Figure 11 shows the DPV curves for nitrite at different concentrations in PBS pH 5.7. As shown by the calibration curve provided in the inset, I_pa scales linearly with the nitrite concentration in the range between 10 µM and 400 µM. The calibration curve is fitted by the following linear equation: I_pa (µA) = 9.41 + 0.14 [NO₂⁻], R² = 0. 979. The sensitivity is 0.14 µA/µM. The limit of detection (LOD) is 7.2 µM, and it was determined by the relation 3 sx/y/m, in which sx/y is the residual standard deviation (obtained from the linear regression), and m is the slope of the analytical curve. This value is much lower than the value mentioned by the guideline of WHO (65.2 μM) for nitrite in drinking water.

The obtained performances of the LRGO/PDAC/ION-RGO electrode were compared to other nitrite sensors previously published in the literature with different functionalization materials and approaches, as shown in

Table 1. Parameters and performances of different nitrite sensors.

Electrode Material	Detection Method	Linear Range	Working pH	LOD	Reference
SWCNTs/POM	Amperometry	30.0–16 × 103 µM	-	30 µM	[39]
GR/ZnO	Amperometry	10–8.0 × 103 µM	7.2	33 µM	[40]
AuNPs-PEI	Voltametric	0.001−1000 µM	6.5	2.5 nM	[15]
f-MWCNT- AuNPs	Voltametric	10−140 μM	7	0.9 μM	[16]
PDAC/ION-RGO	Voltametric	10–400 µM	5.7	7.2 µM	This work

.

The reproducibility of the proposed fabrication process has been studied as it is an important parameter to evaluate sensors’ performance. This figure was evaluated by measuring I_pa and E_pa with a single electrode after successive runs, with several electrodes fabricated in the same and different batches. A single electrode stands for at least 12 runs, and as shown in Figure 12a–c, comparable results are achieved with electrodes fabricated in the same batch and different batches, as shown in Figure 12a,d.
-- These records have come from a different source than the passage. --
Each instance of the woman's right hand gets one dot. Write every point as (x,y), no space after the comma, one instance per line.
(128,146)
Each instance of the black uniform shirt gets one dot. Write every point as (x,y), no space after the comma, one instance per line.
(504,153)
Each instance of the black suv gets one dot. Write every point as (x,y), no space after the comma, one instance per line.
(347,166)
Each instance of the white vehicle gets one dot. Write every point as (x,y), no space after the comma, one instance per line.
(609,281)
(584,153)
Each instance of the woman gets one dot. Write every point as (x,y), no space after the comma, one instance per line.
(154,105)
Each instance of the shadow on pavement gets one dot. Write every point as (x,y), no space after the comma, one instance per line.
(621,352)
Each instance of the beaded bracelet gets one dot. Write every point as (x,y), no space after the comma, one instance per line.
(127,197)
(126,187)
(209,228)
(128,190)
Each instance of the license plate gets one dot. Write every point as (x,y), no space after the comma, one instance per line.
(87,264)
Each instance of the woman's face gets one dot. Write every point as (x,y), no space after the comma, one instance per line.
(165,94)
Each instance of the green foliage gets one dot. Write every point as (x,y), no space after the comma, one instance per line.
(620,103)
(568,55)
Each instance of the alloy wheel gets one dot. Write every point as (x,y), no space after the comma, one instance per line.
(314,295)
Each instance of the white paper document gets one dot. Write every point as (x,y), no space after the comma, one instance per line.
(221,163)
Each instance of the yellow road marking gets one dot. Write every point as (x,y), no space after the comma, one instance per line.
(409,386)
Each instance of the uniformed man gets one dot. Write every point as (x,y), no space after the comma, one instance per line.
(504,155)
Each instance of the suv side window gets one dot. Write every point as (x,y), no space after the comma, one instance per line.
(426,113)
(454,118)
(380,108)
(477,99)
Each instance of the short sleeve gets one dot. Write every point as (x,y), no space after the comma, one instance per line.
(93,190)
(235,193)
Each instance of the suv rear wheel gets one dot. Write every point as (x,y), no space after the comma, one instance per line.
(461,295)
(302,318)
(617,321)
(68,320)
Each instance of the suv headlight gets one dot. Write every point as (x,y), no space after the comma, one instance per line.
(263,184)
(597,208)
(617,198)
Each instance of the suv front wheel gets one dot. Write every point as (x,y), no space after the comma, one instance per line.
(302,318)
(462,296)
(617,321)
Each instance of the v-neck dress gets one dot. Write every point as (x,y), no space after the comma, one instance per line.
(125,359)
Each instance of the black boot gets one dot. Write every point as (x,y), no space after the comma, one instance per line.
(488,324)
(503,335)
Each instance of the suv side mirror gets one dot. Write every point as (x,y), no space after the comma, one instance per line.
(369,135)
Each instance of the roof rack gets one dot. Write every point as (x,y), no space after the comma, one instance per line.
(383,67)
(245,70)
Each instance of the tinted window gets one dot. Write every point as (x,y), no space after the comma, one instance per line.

Figure 12d shows the response of sensors taken from six different batches fabricated under the same conditions and following the same fabrication process. The electrodes give the same peak potential, around 5.3 V, which proves the ability of the sensor to supply the same result under the same circumstances repeatedly.

These results show that the proposed laser-scribing process is quite reproducible, and LRGO electrodes can achieve fair performance when compared to other conventional carbon-based sensing platforms.

4. Conclusions

Within the framework of this study, a reliable, low-cost, and simple methodology was developed and optimized to realize laser-scribed reduced graphene oxide electrodes. After functionalization with an iron oxide nanoparticle/reduced graphene oxide nanocomposite, the as-produced LRGO/ION-RGO electrode was capable of detecting nitrite within a linear working range of 10−400 µM, providing a limit of detection of 7.21 µM and a sensitivity of 0.14 µA/µM. Additionally, the results showed that the fabrication process is quite reproducible from batch to batch, leading to robust devices displaying high sensitivity and electrochemical stability. This detection methodology is highly promising since it combines low cost, reproducibility, and the possibility of scaling-up, thereby supplying an excellent alternative for electrochemical detection of different analytes of environmental concern.